I’ve just spent 17 years working at my dream of being married and having a family. It’s funny–I spent all my young life planning for college, career, marriage, children. I had specific goals, and looking back, I believe I accomplished them just as I had always envisioned.
But, I never had a long-term vision for what came next. Pat talked often about our future, even asking my thoughts on retirement age–how we’d like to plan for it and live it and grow old together. He often became frustrated with me because I could never give answers. He wanted to plan for specific dreams, but I never had a vision to provide.
Now, he is gone–all his dreams obliterated. Pat had a love for living. I was more hesitant. Yet, here I am–the one who had no clear insight into what my future would hold.
Since Pat died, I have been completely blocking out my future. It has been excruciating to look ahead and know that my one true given, Patrick, will not be in my plans. Anything new that I or the kids do now is painful because Pat’s not here to share with us–we have made new friends, deepened relationships, progressed and grown. I used to share EVERY detail of this with Pat every night. It’s been difficult for me to even schedule and look ahead a week at a time.
I have progressed from simply surviving breath to breath. I am at the day-to-day survival point, but I feel at the cusp of being able to look forward.
One huge hurdle for me in grieving is accepting that Patrick was a “segment” of my life, not a constant, forever, riding-into-the-sunset relationship.
Suddenly, I feel drawn to learn about who I was before this segment. Reading my journal entries is revealing, yet tragic.
Four days before I first met Pat, I wrote:
April 21, 1991
Sometimes I really thrill at being single and independent and cringe at some of the hard times a close relationship can bring. More often, I lament that I don’t have one man, my soulmate, to whom I could be so close.
Right now is one of those times I crave it strongly. I crave a strong, core love. I don’t want to give up on that love, to compromise my dream for that man. No person can fulfill all I need, want. I wonder the price I’m going to have to pay for dreaming.
Someone’s got to be out there. I can’t give up on that belief.
Life is hard. Life is complex. Life can be confusing. Life is full of beauty. I try to cut life down to simplicities. It can’t be.
Maybe that’s my problem. I need to give that kind of love and stop worrying about when I’m going to get it.
And then, a couple of weeks later, after meeting Pat and spending lots of time with him right away:
May 13, 1991
Life can be unpredictable.
I’m falling. Slowly. More and more. It’s really kind of exciting. A different kind of exciting from the usual infatuation. I’ll get sudden fleeting feelings or recognitions of things I’ve been looking for all along.
Never know what the future holds, so I don’t want to plan, hope for it. Just take one thing at a time. I’m kind of excited to see, to experience how things will work out…

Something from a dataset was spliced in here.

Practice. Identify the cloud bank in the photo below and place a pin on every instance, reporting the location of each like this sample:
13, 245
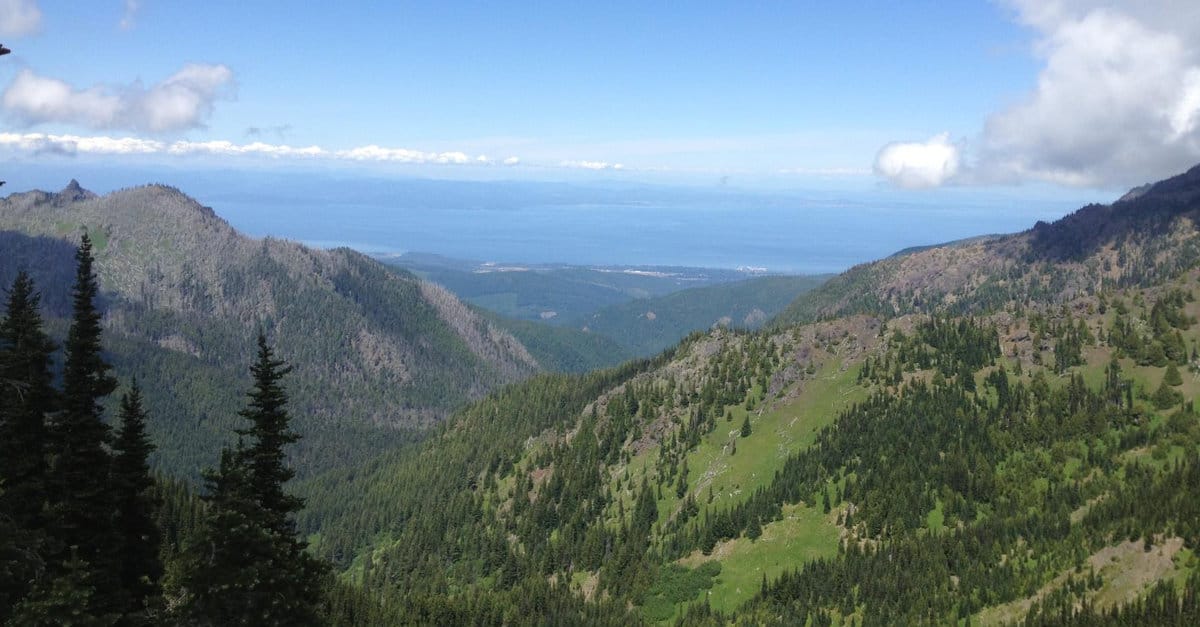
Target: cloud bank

Then, anxieties of loss and death:
June 2, 1991
Scary. It seems the more I like him, the more scared I get that I’d lose him. That makes me feel so vulnerable. Makes me want to clutch, hold him tight.
Strange thoughts. Either I need to die before anyone remotely close to me dies or I just never can get close to anyone. Seems incredible that death really is so normal–part of life–people see their loved ones die every day, minute–it’s happening all around me.
I’m not sure I could handle it. I really don’t know if I could. Right now–working on being positive, loving life, seeing the beauty in all life. That means I must see the beauty in death. But, that’s one thing I cannot do—my, how painful—excruciatingly, emotional wrackingly hurting. So FINAL. NO MORE.
Pictures, name, possessions–what do they mean after a loved one dies? They can’t bring him back. Sure, you have memories, but can you touch him, hear him–most of all know him at that moment—know an everchanging, always unpredictable (for all humans are) person?!
Memories are so permanent. They’re there and they never change. They can’t even be relived justifiably—the way they change is dishonestly—we make them worse or better—whatever way we want to at the present moment. How we’re feeling now and what we need.
Is Now all that really matters?! Now, the pain, the loss—relive it. Pictures, remnants, paraphernalia, voice recordings, video tapes. What about the PERSON? What does make up the person?! Those are mere parts.
TEARS AND LAUGHTER. Stop trying so hard. Let me be.
Death sure puts life into perspective. View life in its true relationship or relative importance.
Right now, struggling to find out what I want to do for the rest of my life. Some things seem so inconsequential. Why do we do some things–petty–if they mean absolutely zilch in the whole of things?
I can begin to see the beauty in death when thinking about it theoretically, abstractly, philosophically. But not practically, nowedly, my-loved-onesly.